Фенелон, ученик и друг Боссюэ, ставший впоследствии его соперником и врагом, начинает своего «Телемаха». Хотя, как говорили, он создавал это сочинение в целях воспитания герцога Бургундского, было все же несколько странно давать в руки королевского внука книгу, которая начинается с любовных историй Калипсо и Эвхариды, а заканчивается критикой его деда. И в самом деле, упивающегося своими победами Сесостриса и чванливого, но в то же время бедного Идоменея вполне можно было сравнивать с Людовиком XIV, проезжающим под триумфальными арками, которые являются ныне воротами Сен-Дени и Сен-Мартен, и сооружающим Версаль, который стал причиной разорения Франции; тогда как Протесилай, этот враг великих полководцев, желающих быть славой государства, а не льстецами министров, был кем-то вроде античного Лувуа, преследующего Тюренна и сживающего со света принца де Конде.

В Англии «Телемах» выдержал четырнадцать изданий, по крайней мере тринадцать из которых были обязаны своему появлению как раз этому мнению.

Ларошфуко, которого мы видели фрондером и влюбленным, перестал быть влюбленным, но остался фрондером. Две раны, полученные им за г-жу де Лонгвиль, превратили его в человеконенавистника, и он пишет свои беспросветно мрачные «Максимы».

В 1654 году Паскаль издает сборник своих «Писем к провинциалу», продолжение которых дал наш знаменитый профессор истории Мишле. Всем известно, какой успех они имели, но не все знают, что, когда однажды епископ Люсонский спросил у Боссюэ, какое сочинение он хотел бы иметь в числе своих собственных, епископ Мо ответил:

— «Письма к провинциалу».

Буало, который перестанет сочинять, когда Людовик XIV перестанет одерживать победы и у поэта не будет больше случая описывать походы в Голландию и воспевать переправу через Рейн, публикует свое «Поэтическое искусство», свои «Сатиры» и «Аналой». Однако самыми читаемыми из всех его сатир оказываются вовсе не те, что были напечатаны; среди них есть одна, весьма короткая и оставшаяся в рукописи, которую все знают наизусть и которая заставляет улыбнуться Людовика XIV, так любившего принижать все, что было до него; она адресована Данжо и начинается строкой:


Высокий род, Данжо, не плод воображенья.[60]
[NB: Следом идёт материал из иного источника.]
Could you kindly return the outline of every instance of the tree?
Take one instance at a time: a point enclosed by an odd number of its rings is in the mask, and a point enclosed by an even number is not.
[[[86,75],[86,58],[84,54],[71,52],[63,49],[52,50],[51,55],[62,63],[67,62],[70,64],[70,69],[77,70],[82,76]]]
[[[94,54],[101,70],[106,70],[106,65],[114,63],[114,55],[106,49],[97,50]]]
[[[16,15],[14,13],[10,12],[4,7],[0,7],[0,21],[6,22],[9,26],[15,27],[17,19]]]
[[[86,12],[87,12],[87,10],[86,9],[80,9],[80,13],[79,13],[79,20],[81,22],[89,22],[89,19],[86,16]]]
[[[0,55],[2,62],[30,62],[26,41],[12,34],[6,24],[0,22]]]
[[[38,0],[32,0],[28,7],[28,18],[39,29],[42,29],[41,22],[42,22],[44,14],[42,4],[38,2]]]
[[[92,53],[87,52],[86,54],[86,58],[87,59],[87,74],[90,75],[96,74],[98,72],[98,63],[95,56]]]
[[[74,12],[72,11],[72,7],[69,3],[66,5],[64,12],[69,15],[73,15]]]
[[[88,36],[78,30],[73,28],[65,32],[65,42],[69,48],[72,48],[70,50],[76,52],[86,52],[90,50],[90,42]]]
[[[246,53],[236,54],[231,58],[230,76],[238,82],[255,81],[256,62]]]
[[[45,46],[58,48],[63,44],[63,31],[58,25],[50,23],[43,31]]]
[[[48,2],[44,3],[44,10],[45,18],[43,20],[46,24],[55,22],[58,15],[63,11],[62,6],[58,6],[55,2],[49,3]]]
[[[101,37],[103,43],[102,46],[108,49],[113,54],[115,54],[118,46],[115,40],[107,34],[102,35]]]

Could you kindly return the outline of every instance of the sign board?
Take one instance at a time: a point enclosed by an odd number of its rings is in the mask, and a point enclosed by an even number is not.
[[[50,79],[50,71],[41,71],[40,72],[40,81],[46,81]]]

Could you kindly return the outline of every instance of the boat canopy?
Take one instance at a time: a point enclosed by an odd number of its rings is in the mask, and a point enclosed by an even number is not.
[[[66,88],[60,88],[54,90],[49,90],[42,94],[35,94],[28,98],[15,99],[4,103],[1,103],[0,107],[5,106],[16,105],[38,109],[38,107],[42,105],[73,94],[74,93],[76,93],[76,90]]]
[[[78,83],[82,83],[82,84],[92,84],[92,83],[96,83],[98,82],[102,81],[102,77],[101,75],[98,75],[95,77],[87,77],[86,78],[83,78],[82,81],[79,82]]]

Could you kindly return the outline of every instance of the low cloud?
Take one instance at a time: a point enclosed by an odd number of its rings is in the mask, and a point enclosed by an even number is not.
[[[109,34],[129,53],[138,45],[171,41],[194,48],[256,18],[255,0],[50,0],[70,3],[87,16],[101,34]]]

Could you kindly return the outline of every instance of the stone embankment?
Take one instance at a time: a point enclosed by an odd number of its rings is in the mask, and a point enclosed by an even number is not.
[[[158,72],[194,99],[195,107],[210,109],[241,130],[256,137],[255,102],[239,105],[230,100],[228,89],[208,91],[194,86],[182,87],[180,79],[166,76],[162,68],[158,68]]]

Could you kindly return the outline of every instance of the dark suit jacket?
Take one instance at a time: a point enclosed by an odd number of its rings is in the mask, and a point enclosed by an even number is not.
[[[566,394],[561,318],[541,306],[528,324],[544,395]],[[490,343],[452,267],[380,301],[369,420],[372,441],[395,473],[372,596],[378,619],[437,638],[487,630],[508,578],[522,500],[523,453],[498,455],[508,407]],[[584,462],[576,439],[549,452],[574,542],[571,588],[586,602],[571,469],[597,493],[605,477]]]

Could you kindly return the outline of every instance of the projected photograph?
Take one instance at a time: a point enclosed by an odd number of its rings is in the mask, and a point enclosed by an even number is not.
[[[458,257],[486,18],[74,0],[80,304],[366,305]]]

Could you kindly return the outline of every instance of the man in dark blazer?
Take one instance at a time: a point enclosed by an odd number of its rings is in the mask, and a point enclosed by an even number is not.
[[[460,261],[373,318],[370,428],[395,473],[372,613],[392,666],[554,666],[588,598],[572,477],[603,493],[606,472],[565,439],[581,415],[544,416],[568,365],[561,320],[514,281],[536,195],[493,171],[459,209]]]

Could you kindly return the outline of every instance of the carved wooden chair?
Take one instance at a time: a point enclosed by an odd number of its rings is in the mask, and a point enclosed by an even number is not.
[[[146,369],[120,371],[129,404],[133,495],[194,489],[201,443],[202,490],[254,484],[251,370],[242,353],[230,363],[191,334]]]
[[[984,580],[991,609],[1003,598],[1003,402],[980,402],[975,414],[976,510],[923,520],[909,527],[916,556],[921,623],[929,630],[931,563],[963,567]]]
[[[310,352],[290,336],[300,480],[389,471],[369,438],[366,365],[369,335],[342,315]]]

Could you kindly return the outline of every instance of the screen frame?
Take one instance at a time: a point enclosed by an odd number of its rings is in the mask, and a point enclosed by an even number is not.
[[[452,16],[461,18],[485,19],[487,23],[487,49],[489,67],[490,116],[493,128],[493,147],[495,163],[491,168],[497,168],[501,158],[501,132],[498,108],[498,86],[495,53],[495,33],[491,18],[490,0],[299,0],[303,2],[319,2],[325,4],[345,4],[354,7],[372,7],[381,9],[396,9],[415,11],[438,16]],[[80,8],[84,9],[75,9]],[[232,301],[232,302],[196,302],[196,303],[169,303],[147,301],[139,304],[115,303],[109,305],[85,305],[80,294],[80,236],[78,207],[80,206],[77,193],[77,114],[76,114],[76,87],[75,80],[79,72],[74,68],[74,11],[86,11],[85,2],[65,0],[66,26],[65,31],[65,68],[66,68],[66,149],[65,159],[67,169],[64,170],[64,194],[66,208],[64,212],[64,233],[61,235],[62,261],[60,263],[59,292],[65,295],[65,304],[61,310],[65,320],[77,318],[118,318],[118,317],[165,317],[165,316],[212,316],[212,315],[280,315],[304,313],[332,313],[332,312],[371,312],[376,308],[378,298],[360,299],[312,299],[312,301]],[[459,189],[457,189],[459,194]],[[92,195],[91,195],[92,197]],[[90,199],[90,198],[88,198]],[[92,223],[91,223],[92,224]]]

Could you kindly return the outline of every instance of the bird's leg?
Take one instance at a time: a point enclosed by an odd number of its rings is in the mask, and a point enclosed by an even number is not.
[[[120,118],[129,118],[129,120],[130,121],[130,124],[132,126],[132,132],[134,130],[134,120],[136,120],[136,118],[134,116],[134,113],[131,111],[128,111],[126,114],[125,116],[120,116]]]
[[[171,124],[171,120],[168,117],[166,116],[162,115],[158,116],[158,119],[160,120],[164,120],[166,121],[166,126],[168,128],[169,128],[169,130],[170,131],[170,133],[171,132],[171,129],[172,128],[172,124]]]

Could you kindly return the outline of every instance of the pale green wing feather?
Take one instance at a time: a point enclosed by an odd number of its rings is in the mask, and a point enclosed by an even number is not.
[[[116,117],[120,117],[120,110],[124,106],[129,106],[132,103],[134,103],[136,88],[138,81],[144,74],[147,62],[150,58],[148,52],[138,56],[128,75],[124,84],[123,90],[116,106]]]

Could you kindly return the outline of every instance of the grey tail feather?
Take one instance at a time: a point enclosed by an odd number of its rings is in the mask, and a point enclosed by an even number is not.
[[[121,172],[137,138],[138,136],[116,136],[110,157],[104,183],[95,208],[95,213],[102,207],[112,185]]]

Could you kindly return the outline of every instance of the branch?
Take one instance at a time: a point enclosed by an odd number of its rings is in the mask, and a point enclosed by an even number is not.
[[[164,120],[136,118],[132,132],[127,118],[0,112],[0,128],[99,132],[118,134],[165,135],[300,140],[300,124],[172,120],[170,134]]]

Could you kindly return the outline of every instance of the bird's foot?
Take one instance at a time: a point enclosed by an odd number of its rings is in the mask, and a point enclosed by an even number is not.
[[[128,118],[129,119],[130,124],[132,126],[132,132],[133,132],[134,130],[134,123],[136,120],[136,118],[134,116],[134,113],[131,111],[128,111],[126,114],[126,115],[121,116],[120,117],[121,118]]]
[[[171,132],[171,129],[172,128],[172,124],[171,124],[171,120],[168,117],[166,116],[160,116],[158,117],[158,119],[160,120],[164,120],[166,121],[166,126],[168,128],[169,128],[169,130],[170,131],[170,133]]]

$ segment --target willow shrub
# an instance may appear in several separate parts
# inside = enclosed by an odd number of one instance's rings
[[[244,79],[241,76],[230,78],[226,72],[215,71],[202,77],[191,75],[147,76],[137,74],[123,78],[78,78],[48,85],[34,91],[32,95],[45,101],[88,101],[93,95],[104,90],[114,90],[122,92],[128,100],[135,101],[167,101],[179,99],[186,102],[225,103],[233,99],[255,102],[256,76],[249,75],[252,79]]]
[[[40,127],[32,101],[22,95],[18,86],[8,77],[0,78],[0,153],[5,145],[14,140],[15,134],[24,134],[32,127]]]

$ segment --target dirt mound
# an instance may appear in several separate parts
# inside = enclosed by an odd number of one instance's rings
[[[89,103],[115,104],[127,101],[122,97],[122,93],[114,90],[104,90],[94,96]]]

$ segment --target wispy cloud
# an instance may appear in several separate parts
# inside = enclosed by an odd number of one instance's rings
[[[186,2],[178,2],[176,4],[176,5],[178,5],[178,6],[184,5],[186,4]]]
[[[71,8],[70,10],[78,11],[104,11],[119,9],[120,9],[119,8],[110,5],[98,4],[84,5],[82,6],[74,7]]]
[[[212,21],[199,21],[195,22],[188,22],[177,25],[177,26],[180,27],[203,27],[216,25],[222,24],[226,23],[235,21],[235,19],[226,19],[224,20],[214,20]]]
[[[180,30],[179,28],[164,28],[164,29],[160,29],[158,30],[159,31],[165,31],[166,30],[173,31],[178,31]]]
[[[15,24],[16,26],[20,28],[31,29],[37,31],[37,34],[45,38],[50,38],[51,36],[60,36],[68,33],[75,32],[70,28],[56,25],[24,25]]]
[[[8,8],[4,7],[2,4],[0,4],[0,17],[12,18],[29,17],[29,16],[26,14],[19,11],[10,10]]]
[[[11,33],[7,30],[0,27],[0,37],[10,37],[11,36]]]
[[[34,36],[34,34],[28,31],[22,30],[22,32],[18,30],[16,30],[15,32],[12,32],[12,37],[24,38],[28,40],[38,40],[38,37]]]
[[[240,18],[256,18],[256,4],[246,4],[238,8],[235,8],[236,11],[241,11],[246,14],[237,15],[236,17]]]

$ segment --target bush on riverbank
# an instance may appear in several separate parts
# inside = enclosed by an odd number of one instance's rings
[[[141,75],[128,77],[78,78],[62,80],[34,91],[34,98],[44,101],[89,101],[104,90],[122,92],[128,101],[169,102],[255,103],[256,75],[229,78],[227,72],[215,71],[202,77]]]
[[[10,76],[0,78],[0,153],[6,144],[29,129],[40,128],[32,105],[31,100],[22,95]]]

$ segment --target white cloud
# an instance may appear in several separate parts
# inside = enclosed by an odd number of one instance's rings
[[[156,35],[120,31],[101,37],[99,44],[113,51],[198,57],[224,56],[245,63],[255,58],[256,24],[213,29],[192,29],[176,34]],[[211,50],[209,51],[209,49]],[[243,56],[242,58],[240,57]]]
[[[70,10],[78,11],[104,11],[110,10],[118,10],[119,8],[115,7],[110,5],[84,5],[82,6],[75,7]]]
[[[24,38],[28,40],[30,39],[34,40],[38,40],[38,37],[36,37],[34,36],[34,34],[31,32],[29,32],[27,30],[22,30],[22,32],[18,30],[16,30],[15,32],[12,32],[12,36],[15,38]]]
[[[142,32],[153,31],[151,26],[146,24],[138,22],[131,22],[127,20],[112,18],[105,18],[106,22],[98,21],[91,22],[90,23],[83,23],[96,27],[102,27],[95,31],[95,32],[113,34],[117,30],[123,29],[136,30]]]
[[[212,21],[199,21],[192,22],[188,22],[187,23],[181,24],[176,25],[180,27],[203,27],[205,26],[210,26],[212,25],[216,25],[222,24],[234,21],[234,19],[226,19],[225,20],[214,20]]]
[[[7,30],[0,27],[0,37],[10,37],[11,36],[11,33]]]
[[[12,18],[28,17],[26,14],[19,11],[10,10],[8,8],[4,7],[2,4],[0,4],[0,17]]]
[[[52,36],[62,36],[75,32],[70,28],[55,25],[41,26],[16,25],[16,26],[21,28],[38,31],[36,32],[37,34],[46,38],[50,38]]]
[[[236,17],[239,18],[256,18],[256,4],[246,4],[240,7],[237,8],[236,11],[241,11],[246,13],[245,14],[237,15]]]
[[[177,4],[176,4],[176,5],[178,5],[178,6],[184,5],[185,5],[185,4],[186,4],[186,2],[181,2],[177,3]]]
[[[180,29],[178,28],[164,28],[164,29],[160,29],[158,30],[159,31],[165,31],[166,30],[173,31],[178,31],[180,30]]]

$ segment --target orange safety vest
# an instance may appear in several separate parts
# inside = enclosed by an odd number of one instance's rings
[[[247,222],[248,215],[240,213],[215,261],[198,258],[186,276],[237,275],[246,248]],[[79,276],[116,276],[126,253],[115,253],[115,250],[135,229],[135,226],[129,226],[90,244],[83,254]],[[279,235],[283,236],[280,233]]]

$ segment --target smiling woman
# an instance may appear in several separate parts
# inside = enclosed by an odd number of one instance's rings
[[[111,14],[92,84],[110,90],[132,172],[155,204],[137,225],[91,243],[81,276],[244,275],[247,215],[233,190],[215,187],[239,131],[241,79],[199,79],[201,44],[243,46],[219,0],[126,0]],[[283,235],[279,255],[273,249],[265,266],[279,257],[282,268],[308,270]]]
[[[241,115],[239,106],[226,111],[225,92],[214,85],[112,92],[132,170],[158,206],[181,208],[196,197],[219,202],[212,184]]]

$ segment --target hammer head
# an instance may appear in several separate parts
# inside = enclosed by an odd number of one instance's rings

Госпожа де Лафайет только что написала свою «Историю Генриетты Английской»; г-жа де Келюс — свои романы; г-жа Дезульер — свои идиллии.

Фонтенель придумывает свои «Миры» и совершает с читателями прогулку по воображаемой стране, Христофором Колумбом которой за двадцать лет до этого был Декарт.

Сен-Симон, еще почти подросток, делает заметки, на основе которых он напишет впоследствии свои восхитительные мемуары.

После истории и поэзии идет музыка. Кино, чересчур атакуемый Буало, и Люлли, чересчур, быть может, хвалимый им, объединяются, и благодаря их сотрудничеству появляются первые французские оперы: оперы эти носят названия «Армида» и «Атис». До Люлли у нас были известны только песни, и почти все арии, которые пелись под аккомпанемент теорбы или гитары, пришли к нам из Испании или Италии. Двадцать четыре королевских скрипача были единственным слаженным оркестром, имевшимся во Франции.

Французская живопись началась в царствование Людовика XIII. Рубенс, изобразивший на холсте жизнь Марии Медичи, еще мог приводить в восхищение Пуссена, но Лебрен, с появлением которого французская школа стала усиливаться, стоил большего, чем все художники, которых имела тогда Италия. Правда, Италия переживала в то время упадок, тогда как Франция, юная и невежественная, напротив, создавала, по существу говоря, свои первые картины.